A hand hooks under my arm and yanks me from the water. Pain flashes through my shoulder, but I can’t scream. I can’t even cough, no matter how hard my body tries.

“Hey! Wake up! Breathe.”

The man drags me onto a jagged embankment and shoves at my chest until water bursts from my nose and mouth in sharp, burning spurts.

“Goddamn, kid. What the hell happened to you?” he mutters, rolling me onto my side as I choke and vomit what feels like every drop of the Schuylkill River. “Wait here—I’m gonna get help.”

When I look up again, he’s gone. The only sign he was ever here is a small tent flapping in the dark.

Shivering, I push to my feet. Blood runs down my arms, mixing with river water as I limp toward a dirt path, slip through a gap in a rusted chain-link fence, and keep limping.

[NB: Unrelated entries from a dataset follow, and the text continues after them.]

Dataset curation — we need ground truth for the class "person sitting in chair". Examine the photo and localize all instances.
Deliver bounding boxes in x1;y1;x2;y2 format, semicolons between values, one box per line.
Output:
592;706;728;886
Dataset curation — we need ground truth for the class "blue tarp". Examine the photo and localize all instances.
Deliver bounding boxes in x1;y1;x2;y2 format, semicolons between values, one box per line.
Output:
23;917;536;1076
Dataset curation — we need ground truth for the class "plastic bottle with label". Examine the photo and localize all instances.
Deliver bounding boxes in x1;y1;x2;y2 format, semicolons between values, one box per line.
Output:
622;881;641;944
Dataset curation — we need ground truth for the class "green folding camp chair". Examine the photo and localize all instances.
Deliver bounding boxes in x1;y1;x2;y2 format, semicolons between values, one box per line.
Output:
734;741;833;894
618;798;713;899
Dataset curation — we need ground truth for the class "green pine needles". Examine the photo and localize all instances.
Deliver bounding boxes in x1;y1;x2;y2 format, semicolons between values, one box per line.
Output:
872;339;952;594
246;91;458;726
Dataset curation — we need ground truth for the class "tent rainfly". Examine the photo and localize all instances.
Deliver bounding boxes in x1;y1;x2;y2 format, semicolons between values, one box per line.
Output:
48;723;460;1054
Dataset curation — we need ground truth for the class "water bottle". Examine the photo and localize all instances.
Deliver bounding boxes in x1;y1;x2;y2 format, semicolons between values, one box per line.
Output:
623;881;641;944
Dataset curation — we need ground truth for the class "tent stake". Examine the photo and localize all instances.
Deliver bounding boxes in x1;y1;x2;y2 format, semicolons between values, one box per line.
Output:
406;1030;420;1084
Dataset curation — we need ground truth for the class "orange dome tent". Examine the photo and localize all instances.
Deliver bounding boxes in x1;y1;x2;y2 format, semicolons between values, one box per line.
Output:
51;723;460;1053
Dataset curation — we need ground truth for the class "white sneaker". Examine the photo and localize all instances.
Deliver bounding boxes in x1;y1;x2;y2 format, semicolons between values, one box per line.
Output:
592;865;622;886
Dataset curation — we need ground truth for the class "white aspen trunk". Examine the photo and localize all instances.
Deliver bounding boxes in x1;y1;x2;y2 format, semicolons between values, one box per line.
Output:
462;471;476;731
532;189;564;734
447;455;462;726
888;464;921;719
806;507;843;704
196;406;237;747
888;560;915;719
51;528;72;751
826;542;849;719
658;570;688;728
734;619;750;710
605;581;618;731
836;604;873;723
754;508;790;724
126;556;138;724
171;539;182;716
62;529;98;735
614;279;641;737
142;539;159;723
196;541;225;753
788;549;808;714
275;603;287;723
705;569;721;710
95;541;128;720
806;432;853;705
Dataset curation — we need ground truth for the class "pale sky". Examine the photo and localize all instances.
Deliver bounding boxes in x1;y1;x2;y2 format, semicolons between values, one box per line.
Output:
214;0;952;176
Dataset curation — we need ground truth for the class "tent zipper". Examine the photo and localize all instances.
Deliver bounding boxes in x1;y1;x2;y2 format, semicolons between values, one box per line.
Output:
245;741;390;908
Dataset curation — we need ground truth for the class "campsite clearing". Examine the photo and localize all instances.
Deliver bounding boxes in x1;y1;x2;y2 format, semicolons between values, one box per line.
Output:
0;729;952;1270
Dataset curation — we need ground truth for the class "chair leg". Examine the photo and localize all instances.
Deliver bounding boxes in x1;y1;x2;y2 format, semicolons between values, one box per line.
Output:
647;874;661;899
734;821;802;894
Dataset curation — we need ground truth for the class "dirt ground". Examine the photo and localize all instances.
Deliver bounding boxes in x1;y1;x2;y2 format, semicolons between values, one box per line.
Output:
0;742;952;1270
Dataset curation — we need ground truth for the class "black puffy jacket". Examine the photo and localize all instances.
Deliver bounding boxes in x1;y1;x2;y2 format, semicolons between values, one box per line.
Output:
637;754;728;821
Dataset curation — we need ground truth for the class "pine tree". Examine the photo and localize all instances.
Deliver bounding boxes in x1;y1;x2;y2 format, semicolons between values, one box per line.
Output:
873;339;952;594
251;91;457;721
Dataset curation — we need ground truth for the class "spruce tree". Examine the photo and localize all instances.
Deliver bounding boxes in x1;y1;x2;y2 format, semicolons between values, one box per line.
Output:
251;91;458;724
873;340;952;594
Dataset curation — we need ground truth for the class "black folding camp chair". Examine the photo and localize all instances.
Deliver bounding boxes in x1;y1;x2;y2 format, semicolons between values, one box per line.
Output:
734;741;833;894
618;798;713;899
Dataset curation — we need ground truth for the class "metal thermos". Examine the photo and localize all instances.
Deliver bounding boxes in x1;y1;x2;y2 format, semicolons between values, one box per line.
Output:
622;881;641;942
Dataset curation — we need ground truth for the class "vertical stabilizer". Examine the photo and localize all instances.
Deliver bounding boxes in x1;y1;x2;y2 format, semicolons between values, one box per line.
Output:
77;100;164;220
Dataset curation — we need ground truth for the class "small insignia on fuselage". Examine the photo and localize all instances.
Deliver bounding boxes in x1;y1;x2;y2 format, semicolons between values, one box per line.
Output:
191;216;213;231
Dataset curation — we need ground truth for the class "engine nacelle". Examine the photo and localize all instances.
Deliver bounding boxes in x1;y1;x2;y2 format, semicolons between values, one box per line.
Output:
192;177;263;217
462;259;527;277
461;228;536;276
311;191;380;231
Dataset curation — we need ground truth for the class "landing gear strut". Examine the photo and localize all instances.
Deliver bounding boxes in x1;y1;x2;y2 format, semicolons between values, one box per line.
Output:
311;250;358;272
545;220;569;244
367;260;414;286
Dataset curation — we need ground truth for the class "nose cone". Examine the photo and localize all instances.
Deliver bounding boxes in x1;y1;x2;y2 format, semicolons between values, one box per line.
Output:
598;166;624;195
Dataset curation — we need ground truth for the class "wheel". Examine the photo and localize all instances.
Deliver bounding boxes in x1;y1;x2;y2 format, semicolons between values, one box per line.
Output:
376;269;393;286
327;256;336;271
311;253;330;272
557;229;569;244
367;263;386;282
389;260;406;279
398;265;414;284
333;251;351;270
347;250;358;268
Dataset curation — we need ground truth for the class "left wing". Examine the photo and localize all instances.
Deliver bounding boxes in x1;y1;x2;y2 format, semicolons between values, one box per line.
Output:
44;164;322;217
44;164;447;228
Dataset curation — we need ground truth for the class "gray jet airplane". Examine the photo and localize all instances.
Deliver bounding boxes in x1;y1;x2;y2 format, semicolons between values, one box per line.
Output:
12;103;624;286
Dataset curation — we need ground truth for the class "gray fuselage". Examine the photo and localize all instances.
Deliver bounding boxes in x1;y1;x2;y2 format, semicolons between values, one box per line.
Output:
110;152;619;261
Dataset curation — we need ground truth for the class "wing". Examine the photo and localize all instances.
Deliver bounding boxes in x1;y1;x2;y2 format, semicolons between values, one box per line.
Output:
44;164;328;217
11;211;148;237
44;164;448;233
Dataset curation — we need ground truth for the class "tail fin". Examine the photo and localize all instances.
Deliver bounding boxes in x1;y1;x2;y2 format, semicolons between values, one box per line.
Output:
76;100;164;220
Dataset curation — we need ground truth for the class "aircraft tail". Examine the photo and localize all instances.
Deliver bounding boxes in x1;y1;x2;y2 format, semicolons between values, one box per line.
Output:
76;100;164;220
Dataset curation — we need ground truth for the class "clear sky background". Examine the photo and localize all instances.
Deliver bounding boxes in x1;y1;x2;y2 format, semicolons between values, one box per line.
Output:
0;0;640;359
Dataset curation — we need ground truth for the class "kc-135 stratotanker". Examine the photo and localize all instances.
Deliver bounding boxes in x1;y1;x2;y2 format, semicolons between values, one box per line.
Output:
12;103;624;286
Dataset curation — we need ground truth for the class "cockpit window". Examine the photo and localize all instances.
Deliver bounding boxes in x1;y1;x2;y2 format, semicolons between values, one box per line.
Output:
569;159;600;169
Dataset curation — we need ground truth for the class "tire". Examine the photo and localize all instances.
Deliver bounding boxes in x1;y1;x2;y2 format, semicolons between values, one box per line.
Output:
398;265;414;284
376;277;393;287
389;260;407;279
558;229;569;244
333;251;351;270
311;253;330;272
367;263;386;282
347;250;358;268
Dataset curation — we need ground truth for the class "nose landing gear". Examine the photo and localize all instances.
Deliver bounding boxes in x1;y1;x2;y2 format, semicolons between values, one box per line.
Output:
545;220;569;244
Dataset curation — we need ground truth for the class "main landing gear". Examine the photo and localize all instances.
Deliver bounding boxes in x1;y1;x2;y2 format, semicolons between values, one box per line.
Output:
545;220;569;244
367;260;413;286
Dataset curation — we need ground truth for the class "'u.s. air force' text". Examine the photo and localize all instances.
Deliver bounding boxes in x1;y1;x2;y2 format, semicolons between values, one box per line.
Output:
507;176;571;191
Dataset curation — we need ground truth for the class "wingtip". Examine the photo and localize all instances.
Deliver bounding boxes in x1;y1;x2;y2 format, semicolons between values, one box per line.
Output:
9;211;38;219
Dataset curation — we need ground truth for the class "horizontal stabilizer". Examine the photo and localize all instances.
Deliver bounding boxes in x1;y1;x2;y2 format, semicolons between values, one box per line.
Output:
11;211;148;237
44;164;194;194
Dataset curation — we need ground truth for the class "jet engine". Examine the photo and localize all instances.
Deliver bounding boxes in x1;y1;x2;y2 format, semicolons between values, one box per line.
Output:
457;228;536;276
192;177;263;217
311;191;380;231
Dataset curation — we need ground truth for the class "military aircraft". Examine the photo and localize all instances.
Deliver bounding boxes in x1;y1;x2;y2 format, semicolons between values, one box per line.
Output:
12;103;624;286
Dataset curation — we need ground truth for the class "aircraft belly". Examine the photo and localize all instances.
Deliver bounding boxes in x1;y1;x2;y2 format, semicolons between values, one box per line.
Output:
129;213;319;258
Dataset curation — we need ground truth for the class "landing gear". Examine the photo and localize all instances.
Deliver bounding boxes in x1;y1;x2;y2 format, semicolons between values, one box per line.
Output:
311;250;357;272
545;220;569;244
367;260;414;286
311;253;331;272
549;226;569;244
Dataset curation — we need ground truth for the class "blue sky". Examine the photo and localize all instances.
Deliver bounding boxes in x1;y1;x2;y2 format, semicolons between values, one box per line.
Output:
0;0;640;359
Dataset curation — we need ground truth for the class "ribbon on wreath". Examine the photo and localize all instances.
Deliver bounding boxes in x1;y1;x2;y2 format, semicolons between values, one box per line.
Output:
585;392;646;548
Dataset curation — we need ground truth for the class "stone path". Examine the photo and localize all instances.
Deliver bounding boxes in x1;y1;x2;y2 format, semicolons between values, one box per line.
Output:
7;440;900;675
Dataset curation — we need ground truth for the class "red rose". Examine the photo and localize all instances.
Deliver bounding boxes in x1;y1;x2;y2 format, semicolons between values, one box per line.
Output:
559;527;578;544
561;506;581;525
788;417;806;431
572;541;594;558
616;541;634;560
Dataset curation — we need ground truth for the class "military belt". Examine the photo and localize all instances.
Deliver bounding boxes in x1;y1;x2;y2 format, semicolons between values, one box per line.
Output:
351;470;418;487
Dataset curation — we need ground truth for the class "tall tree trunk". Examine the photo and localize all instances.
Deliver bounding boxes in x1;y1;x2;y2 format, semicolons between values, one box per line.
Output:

I have no idea where I’m going, only that I have to move. Have to get away. I stagger down the narrow trail until it spits me out onto a street beneath a flickering light pole.

“F-fuck,” I groan as the adrenaline drains, leaving every broken part of me screaming. I lean against the post, trying to take the weight off my leg.

“You look like hell, dog.”

My eyes snap open. That voice.

No.

Pyotr steps out of the shadows, his silver teeth flashing under the blinking light. I stumble back on weak legs and hit the ground hard. He doesn’t rush to me because he enjoys watching me squirm and fall apart.

Flicking open a silver pocketknife, he crouches in front of me and grins.

“I don’t know if you’re the luckiest or unluckiest bastard alive,” he says with a low laugh. “Either way, you owe me. Daniil was one of my best men. Now his brain’s smeared across my leather seats.”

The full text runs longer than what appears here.